In the unpredictable recesses of the Indian judicial system, in tiny courtrooms and large ones, in the form of acrid questions from defence attorneys – rape survivors are asked a whole bunch of uncomfortable questions. Sometimes, portrayals of their wantonness and their must-have-also-wanted-it reign supreme; sometimes, ‘character assassination’ is the drug of choice. More often, though, they’re disbelieved.
When a sessions court in Mumbai, therefore – during a bail hearing on a rape case – observes that a delayed FIR can introduce “coloured version, exaggerated account or concocted story”, then it’s not too far removed from the culture of toxicity survivors’ accounts are usually subjected to.
‘Courts Need to Expand Their Understanding’
Actor Alok Nath was granted bail on 5 January, Saturday, in the charge of rape brought against him by writer-director Vinta Nanda. In its order granting bail, the court said some of the above – while also seeming to comment on how curious it was that the “complainant has remember (sic) the entire incident but she did not remember the date and month of incident”. The court mentioned the possibility that the “(bail) applicant has been falsely enroped in the crime”.
So saying, it granted bail – and “fundamentally, there’s nothing wrong with that,” said senior advocate Rebecca John to The Quint.Rebecca John, Senior Advocate“But the court could have considered and remembered the wave of cases that emerged during #MeToo and been more circumspect. These rather damaging remarks were totally unnecessary.”
John understands the court’s decision of granting bail in the context of the delay, but fails to see the relevance of its comments:Rebecca John, Senior Advocate“Sure, when a belated statement/accusation is made, courts tend to look at it with a certain degree of circumspection. But the court could have just said – ‘considering the delay, we’re granting the bail’ – and left it at that. I thought it was very unfair to the complainant to highlight the delay as the sole factor.”
Aishwarya Bhati, advocate-on-record, Supreme Court, cautions against reading too much into the order, opining that “this is just a consideration of bail – acquittal or convictions are another ball game. So things might be different then. What the delay in the reporting of the FIR did, was make it easier for bail to be granted. Usually, in more ‘immediate cases’ of assault, bail is not that easily granted.”
Bhati, however, agrees that systems tend to veer against – rather than uplift – the survivor.Aishwarya Bhati, advocate-on-record, Supreme Court“Our judicial, administrative and executive systems usually add insult to the injury. I just hope no one is dissuaded by the court’s words. I hope one isn’t scared by ‘it’s my word against his’.”
Survivor’s Testimony ‘Evidence Enough’
Yet Bhati reminds that in the eyes of Indian law, a rape survivor’s testimony is “evidence enough”.
“The testimony merely needs to be reliable, cogent and trustworthy. Even a medical examination is not necessary. Gone are the days of the horrific two-finger test perpetrated on women who alleged rape.”
(Incidentally, Vinta Nanda had been asked by Mumbai Police to take a medical exam – 20 years after her rape – with the cops claiming it was mere “protocol”.)

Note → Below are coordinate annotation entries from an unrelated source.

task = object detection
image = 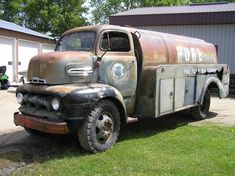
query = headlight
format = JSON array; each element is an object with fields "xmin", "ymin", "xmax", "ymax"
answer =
[
  {"xmin": 51, "ymin": 98, "xmax": 60, "ymax": 111},
  {"xmin": 16, "ymin": 93, "xmax": 24, "ymax": 104}
]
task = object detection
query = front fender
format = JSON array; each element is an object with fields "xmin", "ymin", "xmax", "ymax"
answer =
[{"xmin": 63, "ymin": 83, "xmax": 127, "ymax": 118}]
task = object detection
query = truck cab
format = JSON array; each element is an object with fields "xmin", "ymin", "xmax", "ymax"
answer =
[{"xmin": 14, "ymin": 25, "xmax": 229, "ymax": 152}]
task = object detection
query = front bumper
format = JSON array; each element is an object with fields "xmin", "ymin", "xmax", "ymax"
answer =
[{"xmin": 14, "ymin": 112, "xmax": 69, "ymax": 134}]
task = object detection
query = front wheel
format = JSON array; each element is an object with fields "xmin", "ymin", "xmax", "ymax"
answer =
[
  {"xmin": 192, "ymin": 89, "xmax": 211, "ymax": 120},
  {"xmin": 78, "ymin": 100, "xmax": 120, "ymax": 153}
]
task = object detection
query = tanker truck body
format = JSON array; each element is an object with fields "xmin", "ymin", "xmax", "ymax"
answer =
[{"xmin": 14, "ymin": 25, "xmax": 229, "ymax": 152}]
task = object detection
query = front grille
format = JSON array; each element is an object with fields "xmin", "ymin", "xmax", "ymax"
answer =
[
  {"xmin": 29, "ymin": 77, "xmax": 47, "ymax": 84},
  {"xmin": 23, "ymin": 94, "xmax": 52, "ymax": 111},
  {"xmin": 19, "ymin": 94, "xmax": 65, "ymax": 122}
]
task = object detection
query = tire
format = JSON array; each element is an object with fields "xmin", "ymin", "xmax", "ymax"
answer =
[
  {"xmin": 192, "ymin": 89, "xmax": 211, "ymax": 120},
  {"xmin": 78, "ymin": 100, "xmax": 120, "ymax": 153}
]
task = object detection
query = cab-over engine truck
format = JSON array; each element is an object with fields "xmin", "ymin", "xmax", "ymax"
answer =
[{"xmin": 14, "ymin": 25, "xmax": 229, "ymax": 153}]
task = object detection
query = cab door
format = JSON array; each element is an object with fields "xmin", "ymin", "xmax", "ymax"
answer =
[{"xmin": 97, "ymin": 31, "xmax": 137, "ymax": 114}]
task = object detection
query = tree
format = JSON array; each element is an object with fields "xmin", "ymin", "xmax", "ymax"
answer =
[
  {"xmin": 89, "ymin": 0, "xmax": 235, "ymax": 24},
  {"xmin": 0, "ymin": 0, "xmax": 86, "ymax": 36},
  {"xmin": 89, "ymin": 0, "xmax": 188, "ymax": 24}
]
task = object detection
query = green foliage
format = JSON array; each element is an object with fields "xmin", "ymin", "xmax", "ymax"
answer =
[
  {"xmin": 16, "ymin": 124, "xmax": 235, "ymax": 176},
  {"xmin": 89, "ymin": 0, "xmax": 235, "ymax": 24},
  {"xmin": 89, "ymin": 0, "xmax": 141, "ymax": 24},
  {"xmin": 0, "ymin": 0, "xmax": 86, "ymax": 36}
]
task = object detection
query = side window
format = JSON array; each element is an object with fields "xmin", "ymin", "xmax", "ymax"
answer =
[{"xmin": 100, "ymin": 32, "xmax": 130, "ymax": 52}]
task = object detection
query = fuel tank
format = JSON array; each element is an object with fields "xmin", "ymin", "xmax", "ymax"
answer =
[{"xmin": 127, "ymin": 28, "xmax": 217, "ymax": 66}]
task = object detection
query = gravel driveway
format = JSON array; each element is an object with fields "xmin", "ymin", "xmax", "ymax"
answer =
[{"xmin": 0, "ymin": 90, "xmax": 235, "ymax": 176}]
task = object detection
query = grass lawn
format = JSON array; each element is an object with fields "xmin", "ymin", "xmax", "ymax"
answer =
[{"xmin": 15, "ymin": 117, "xmax": 235, "ymax": 176}]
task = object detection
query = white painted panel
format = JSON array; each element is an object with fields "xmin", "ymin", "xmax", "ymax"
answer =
[
  {"xmin": 42, "ymin": 44, "xmax": 55, "ymax": 53},
  {"xmin": 137, "ymin": 24, "xmax": 235, "ymax": 74},
  {"xmin": 18, "ymin": 40, "xmax": 40, "ymax": 72},
  {"xmin": 0, "ymin": 37, "xmax": 14, "ymax": 81}
]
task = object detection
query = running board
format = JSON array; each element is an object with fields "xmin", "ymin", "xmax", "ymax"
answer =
[{"xmin": 127, "ymin": 117, "xmax": 138, "ymax": 123}]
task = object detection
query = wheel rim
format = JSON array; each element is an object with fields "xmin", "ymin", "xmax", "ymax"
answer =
[
  {"xmin": 200, "ymin": 93, "xmax": 209, "ymax": 113},
  {"xmin": 96, "ymin": 113, "xmax": 113, "ymax": 144}
]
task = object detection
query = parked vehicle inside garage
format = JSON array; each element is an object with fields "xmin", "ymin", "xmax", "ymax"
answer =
[{"xmin": 0, "ymin": 66, "xmax": 9, "ymax": 90}]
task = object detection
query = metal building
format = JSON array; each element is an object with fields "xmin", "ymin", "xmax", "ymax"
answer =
[
  {"xmin": 0, "ymin": 20, "xmax": 55, "ymax": 82},
  {"xmin": 110, "ymin": 3, "xmax": 235, "ymax": 74}
]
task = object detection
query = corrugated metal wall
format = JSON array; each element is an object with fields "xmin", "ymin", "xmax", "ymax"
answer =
[{"xmin": 135, "ymin": 24, "xmax": 235, "ymax": 74}]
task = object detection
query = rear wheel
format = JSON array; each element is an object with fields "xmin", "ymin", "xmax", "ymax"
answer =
[
  {"xmin": 192, "ymin": 89, "xmax": 211, "ymax": 120},
  {"xmin": 78, "ymin": 100, "xmax": 120, "ymax": 153}
]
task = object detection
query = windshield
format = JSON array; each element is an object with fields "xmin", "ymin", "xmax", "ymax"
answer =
[{"xmin": 55, "ymin": 32, "xmax": 95, "ymax": 51}]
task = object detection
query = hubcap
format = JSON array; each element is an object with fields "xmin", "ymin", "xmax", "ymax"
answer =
[{"xmin": 96, "ymin": 113, "xmax": 113, "ymax": 143}]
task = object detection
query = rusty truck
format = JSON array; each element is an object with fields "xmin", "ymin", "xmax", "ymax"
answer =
[{"xmin": 14, "ymin": 25, "xmax": 229, "ymax": 153}]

Reiterates Rebecca John,Rebecca John, Senior Advocate“The Supreme Court has itself mandated that the solitary evidence of the prosecutrix is sufficient provided that it is of ‘sterling quality’. In such a case, a court judgement such as the one in Vinta Nanda’s case which made such observations is very discouraging. It is NOT something courts should say in cases of sexual assault. Women have trouble verbalising their sexual assault anyway in our hierarchical power structures – and this dissuades a survivor from speaking out.”
Delay in reporting one’s rape is often trumpeted as a sign that one is lying, that one has been biding one’s time – or simply speaking now with unscrupulous motives. Several social media critics of the Me Too movement decried the women’s accounts, alleging that all the years of silence must somehow mean lesser pain.Ashif Shaikh, Founder, Jan Sahas, an NGO that works with survivors of sexual violence“In my experience, survivors’ versions don’t usually change. Many people believe that they are coloured over the years – but the pain, the agony and the trauma don’t go away. We often work with survivors whose cases were reported some 20 years ago and justice still hasn’t been provided. The argument usually given is that there are false reports galore – but statistics don’t support this. It’s a pity the justice system usually protects the accused, instead of giving credence to the survivor’s version.”
As John stresses, “empathy is the way forward – particularly in the wave of Me Too cases that we’ve seen. Courts need to expand their understanding and stop subjecting survivors to such scrutiny. And then (we) say – ‘women don’t report’.”